Donald Trump hailed America’s first populist president Wednesday, laying a wreath at the tomb of Andrew Jackson and waxing lyrical about the similarities between himself and the seventh US president.
On the 250th anniversary of Jackson’s birth, Trump visited “Old Hickory’s” Tennessee home, dubbed The Hermitage.
Praising “the very great” Jackson’s willingness to take on “an arrogant elite,” Trump broke away from prepared remarks to exclaim, “Does that sound familiar to you?”
“I wonder why they keep talking about Trump and Jackson, Jackson and Trump. Ooh, I know the feeling Andrew.”
Since coming to office in January, Trump aides have sought to draw comparisons between the bareknuckle Democratic president and Trump.
A portrait of Jackson has been introduced to the Oval Office — “right boom! Over my left shoulder,” Trump said — referring to portrait’s position behind the Resolute Desk.
“Jackson’s (election) victory shook the establishment like an earthquake,” he said, mocking Jackson’s critics who called his victory “mortifying” and “sickening.”
“Oh boy does this sound familiar,” Trump said, describing him as “one of our great presidents.”
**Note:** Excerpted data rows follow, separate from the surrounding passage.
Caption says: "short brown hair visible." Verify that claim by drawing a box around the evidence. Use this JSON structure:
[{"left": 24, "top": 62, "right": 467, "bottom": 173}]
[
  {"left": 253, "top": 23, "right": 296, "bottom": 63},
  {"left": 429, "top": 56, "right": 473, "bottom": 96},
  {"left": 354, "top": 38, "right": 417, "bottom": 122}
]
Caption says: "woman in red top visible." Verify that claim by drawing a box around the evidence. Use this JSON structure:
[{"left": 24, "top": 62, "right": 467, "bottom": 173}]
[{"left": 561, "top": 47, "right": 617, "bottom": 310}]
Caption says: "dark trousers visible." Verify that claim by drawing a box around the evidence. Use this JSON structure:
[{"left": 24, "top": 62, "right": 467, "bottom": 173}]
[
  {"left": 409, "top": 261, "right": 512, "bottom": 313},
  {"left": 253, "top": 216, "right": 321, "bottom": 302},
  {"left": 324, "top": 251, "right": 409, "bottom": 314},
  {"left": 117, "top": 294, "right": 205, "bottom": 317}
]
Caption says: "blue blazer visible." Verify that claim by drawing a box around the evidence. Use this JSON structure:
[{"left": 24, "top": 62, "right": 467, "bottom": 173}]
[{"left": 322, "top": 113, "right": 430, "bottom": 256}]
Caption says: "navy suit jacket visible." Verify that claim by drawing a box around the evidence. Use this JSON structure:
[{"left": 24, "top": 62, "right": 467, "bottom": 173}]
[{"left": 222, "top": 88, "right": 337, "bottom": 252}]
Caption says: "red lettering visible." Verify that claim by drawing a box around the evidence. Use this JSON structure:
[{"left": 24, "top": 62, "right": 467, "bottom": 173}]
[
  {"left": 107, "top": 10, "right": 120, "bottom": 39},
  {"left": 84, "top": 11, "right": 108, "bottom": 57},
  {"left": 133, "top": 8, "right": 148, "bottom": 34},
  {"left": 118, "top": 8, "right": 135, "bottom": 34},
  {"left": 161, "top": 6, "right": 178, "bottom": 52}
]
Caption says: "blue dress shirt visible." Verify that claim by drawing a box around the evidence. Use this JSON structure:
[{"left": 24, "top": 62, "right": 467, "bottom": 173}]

Trump even mentioned his admiration for a magnolia tree in the White House garden than was brought from The Hermitage.
“I looked at it actually this morning,” he noted.
Born in the backwoods in 1767, Jackson was orphaned in his early teens. He gained a reputation as a fighter: As a young man he was cut with a saber for refusing to polish a British soldier’s boots and once killed a man in a duel.
“From that day on Andrew Jackson rejected authority that looked down on the common people,” Trump said, also lauding Jackson’s role in defeating the British in New Orleans.
“He was a real general, that one.”
For the White House, comparisons with Jackson help place Trump inside the pantheon of US presidents and within the mainstream of American political history.
Trump’s critics have painted the polarizing mogul as an aberration and his views as antithetical to the American democratic tradition.
But historians say Jackson’s story is more subtle and comparisons with Trump may be misleading.
Although he attempted “cleansing the Augean stable” — while Trump talks of “draining the swamp” in Washington — Jackson was no political outsider.
Before entering the White House, Jackson rose through Tennessee politics, becoming a congressman and a senator before taking up a judgeship and becoming a general.
Jackson’s reputation has been somewhat tarnished in recent years, with criticism focused on his temperament and the forced removal of Native Americans from their land.
The Treasury Department recently decided to replace Jackson’s image on the $20 bill with civil rights hero Harriet Tubman.
Trump acknowledged that his political kindred spirit was “a flawed and imperfect man.”